HIPAA compliance applies to covered entities as a whole, not to individual system components and software, however the guidelines and tips below are aimed at supporting a covered entity’s HIPAA compliance efforts when using PilotFish products.
|User Identification and Authentication|
- PilotFish products can integrate with your existing security infrastructure to control access and enable auditing of information traversing the software.
- Listeners can be configured to require user authentication before receiving data utilizing different authentication schemes such as LDAP and database lookups.
- PilotFish products provide facilities for public key and/or symmetric encryption and decryption of data and are able to work with security facilities in other software.
- Systems that are handling PHI/PII should have full disk encryption enabled and backup media should also be encrypted and protected.
- PilotFish products can be configured to log/report access and activities of Transactions at each stage of processing and relay such information to auditing/control management software.

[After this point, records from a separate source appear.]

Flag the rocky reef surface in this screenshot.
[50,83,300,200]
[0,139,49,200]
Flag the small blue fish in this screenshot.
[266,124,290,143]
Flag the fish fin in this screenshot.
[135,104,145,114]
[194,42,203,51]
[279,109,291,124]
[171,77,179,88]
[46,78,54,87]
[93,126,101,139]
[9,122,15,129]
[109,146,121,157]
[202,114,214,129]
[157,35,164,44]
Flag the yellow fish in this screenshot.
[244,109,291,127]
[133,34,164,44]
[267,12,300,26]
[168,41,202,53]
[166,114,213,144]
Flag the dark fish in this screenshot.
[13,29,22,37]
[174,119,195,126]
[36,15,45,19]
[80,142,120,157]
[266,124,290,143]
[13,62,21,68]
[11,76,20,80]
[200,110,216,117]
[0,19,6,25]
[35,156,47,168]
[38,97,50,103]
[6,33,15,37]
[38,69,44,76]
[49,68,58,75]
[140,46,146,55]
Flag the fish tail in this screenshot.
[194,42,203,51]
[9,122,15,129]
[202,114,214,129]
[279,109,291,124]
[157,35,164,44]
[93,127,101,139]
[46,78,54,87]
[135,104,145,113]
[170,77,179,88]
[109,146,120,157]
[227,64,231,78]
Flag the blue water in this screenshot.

|Data Integrity in Transit|
- PilotFish Transports and Listeners can transfer data with other systems using a variety of secure communication protocols such as TLS/SSL and SFTP including client-side certificates.
- Our integration engine monitors the flow of data through the application allowing for the detection, notification and handling of errors during processing.
- PilotFish products provide the ability to create and verify cryptographic hashes of data to facilitate integrity checking.